Ppl count approximate support #884

YANG-DB · 2024-11-09T03:54:35Z

Description

support approximation operations for

count distinct
top
rare

Related Issues

#882

related context

https://spark.apache.org/docs/3.5.2/sql-ref-functions-builtin.html

Check List

Updated documentation (docs/ppl-lang/README.md)
Implemented unit tests
Implemented tests for combination with other commands
New added source code should include a copyright header
Commits are signed per the DCO using --signoff

By submitting this pull request, I confirm that my contribution is made under the terms of the Apache 2.0 license.
For more information on following Developer Certificate of Origin and signing off your commits, please check here.
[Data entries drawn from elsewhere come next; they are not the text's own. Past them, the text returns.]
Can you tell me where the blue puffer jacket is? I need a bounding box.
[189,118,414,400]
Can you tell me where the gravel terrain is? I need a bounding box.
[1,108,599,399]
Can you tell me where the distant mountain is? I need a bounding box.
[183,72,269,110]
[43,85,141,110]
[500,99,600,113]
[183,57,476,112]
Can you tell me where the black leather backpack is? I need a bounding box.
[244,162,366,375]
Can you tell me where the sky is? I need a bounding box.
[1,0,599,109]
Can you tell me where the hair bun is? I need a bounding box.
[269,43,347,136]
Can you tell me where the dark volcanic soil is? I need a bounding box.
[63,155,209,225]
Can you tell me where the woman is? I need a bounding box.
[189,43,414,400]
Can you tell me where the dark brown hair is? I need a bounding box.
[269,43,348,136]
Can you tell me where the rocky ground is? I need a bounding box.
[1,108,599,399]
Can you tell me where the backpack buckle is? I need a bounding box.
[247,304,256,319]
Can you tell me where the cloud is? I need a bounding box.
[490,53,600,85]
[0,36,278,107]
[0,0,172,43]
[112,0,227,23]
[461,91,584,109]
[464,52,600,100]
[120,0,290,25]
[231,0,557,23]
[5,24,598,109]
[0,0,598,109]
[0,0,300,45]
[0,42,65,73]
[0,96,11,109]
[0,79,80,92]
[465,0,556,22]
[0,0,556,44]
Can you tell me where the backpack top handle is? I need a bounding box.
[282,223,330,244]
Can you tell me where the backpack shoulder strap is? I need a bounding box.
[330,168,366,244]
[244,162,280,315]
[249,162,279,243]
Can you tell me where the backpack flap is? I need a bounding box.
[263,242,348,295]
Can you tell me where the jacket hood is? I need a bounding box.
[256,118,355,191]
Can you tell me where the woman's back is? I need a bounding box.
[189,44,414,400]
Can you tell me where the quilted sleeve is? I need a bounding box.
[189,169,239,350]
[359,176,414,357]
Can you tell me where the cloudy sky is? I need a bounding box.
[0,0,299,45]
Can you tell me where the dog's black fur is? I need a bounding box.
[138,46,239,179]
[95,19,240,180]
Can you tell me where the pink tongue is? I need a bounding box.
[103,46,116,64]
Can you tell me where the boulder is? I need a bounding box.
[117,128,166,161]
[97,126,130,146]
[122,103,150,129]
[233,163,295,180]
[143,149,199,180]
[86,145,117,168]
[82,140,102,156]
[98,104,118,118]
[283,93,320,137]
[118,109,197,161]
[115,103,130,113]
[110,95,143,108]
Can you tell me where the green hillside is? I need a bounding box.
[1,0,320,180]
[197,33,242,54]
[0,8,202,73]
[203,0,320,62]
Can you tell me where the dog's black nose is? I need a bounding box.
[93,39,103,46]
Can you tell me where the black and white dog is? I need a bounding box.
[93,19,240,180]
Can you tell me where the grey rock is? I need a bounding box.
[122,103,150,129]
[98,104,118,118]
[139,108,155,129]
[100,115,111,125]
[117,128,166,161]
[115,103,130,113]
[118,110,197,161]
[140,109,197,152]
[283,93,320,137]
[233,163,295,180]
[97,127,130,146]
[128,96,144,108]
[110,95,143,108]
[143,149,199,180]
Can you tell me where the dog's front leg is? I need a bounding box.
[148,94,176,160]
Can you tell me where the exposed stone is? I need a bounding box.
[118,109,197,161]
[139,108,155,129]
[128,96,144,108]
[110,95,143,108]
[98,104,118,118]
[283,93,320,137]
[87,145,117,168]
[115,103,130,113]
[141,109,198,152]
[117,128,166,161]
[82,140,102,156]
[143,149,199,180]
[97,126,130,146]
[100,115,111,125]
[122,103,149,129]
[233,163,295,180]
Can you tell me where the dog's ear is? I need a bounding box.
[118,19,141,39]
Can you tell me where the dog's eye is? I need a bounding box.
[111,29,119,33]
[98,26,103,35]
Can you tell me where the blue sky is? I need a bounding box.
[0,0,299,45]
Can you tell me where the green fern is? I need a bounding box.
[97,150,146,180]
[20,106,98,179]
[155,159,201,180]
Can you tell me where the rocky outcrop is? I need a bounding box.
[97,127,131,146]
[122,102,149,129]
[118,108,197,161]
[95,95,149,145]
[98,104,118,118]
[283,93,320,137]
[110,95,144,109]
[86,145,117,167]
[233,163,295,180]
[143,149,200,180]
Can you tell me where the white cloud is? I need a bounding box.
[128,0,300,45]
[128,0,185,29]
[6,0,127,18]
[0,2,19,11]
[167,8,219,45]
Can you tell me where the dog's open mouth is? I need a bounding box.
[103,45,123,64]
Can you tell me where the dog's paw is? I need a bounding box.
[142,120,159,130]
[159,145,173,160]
- distinct count - top - rare Signed-off-by: YANGDB <[email protected]>

Signed-off-by: YANGDB <[email protected]>

…plify node inner child access visibility Signed-off-by: YANGDB <[email protected]>

Signed-off-by: YANGDB <[email protected]>

LantaoJin · 2024-11-11T02:26:13Z

docs/ppl-lang/ppl-rare-command.md

 * field-list: mandatory. comma-delimited list of field names.
 * by-clause: optional. one or more fields to group the results by.
+* top_approx: approximate the count by using estimated [cardinality by HyperLogLog++ algorithm](https://spark.apache.org/docs/3.5.2/sql-ref-functions-builtin.html).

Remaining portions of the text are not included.